Durante all’assemblea annuale della CNA Sicilia, il presidente di CNA Sicilia, Filippo Scivoli, ha aperto i lavori affermando: “Oggi non celebriamo solo un settore, ma un pezzo fondamentale dell’identità e dell’economia siciliana. Da questa assemblea parte un messaggio forte di unità e di progettualità concreta per il futuro”. Il segretario regionale CNA Sicilia, Piero Giglione, ha ribadito: “L’agroalimentare è la nostra storia e il nostro futuro. Dobbiamo lavorare su una filiera sempre più integrata, che dalla terra arrivi al mercato consapevole, passando per la trasformazione e la distribuzione, garantendo valore e sostenibilità a ogni anello”.

A chiudere i lavori, il presidente nazionale CNA, Dario Costantini, ha dichiarato: “Questa assemblea dimostra la vitalità di una Sicilia che fa sistema. La CNA c’è e ci sarà per accompagnare le imprese in una transizione che sia insieme ecologica, digitale e di mercato. La candidatura UNESCO della cucina italiana è una tappa di questo percorso, un riconoscimento che dobbiamo sostenere tutti insieme per il bene del Paese”.
Tra i protagonisti della seconda giornata all’Expo di Taormina si è distinta la città di Caltagirone, presente con istituzioni, associazioni, imprese e figure di spicco della gastronomia.
L’assessore comunale Piergiorgio Cappello ha sottolineato come la città, già nota per la ceramica, stia diventando anche un punto di riferimento per l’agroalimentare e la cultura enogastronomica. Rossana Turturici, dell’Archeoclub Show People di Caltagirone, ha rimarcato l’importanza di unire patrimonio storico e tradizioni culinarie, trasformando il cibo in veicolo di identità e turismo, soprattutto in periodi di festività che hanno un richiamo di un folto pubblico. La Lady chef calatina. Francesca Giarratana, dell’Unione Regionale Cuochi Siciliani, sezione provinciale di Catania presieduta dal noto Chef Pietro Arezzi e aderente alla Federazione Italiana Cuochi, ha portato la sua testimonianza di eccellenza gastronomica, ribadendo il valore della cucina siciliana come patrimonio da tutelare e promuovere, esaltando Caltagirone, Città della ceramica con le sue famose Collorelle, dolce natalizio tipico a base di pasta di mandorle.
Le aziende locali, come la ditta Poerio e il Molino Crisafulli, hanno rappresentato l’anello produttivo della filiera, dimostrando come il tessuto imprenditoriale calatino sia pronto a raccogliere la sfida della sostenibilità e della competitività.
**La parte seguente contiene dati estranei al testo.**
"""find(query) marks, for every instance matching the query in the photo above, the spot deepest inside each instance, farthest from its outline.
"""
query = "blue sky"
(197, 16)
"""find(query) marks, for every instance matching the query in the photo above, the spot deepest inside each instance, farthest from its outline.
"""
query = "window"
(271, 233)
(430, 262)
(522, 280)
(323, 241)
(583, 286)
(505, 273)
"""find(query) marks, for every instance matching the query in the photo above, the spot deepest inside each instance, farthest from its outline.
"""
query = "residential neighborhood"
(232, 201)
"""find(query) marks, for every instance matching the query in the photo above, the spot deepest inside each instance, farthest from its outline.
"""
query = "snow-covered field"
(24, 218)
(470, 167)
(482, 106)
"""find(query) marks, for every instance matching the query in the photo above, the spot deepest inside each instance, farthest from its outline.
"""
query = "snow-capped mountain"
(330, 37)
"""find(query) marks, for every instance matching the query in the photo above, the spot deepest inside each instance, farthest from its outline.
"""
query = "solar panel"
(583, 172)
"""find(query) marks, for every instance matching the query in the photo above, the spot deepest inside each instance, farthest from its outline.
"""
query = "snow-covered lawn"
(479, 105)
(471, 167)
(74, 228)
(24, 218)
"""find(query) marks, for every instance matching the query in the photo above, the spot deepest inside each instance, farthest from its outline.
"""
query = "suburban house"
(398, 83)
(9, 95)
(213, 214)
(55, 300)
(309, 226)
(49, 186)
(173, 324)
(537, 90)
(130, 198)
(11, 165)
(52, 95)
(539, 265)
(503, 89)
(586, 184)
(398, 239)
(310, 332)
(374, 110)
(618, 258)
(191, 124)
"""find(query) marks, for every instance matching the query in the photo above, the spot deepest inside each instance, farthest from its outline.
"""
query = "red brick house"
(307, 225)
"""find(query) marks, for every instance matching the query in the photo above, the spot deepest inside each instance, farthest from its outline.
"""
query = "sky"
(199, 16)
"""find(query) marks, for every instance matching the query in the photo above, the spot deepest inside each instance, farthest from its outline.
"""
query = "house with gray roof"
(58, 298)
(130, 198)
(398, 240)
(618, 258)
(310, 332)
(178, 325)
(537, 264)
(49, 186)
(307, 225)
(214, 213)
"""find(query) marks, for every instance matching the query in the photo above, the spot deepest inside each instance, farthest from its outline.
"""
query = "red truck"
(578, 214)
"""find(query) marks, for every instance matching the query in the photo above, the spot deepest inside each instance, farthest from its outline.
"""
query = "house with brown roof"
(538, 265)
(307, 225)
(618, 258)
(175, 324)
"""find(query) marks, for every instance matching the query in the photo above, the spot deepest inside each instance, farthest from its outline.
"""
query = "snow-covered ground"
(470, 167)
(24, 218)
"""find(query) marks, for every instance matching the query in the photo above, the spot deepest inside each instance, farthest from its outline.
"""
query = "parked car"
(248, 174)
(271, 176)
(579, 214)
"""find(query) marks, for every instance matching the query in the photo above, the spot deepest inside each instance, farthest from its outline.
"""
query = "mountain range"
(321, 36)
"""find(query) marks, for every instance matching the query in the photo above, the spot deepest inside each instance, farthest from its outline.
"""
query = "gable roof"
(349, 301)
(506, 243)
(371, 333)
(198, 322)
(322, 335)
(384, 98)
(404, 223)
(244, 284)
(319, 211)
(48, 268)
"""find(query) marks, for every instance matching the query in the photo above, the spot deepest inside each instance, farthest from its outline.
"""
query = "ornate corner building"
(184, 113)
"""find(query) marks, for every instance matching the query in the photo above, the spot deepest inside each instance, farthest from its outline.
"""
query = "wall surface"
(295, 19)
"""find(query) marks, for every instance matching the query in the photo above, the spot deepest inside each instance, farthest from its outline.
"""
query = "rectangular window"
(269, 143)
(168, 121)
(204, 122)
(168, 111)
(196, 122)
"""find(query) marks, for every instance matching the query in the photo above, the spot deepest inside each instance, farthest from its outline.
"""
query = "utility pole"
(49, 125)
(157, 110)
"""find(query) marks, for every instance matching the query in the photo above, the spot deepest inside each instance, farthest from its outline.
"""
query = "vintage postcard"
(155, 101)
Infine, Tano Malannino, presidente del sindacato Altragricoltura e anch’egli originario di Caltagirone, ha posto l’accento sulla necessità di garantire redditività e dignità al lavoro agricolo, rafforzando il legame tra produttori e istituzioni.
Taormina Food Expo per il terzo giorno consecutivo ha dimostrato di essere un evento che fa sistema. La presenza di Caltagirone con i suoi rappresentanti istituzionali, culturali e imprenditoriali ha confermato il ruolo della città come protagonista nella costruzione di una filiera agroalimentare siciliana integrata, capace di coniugare tradizione, innovazione e sostenibilità.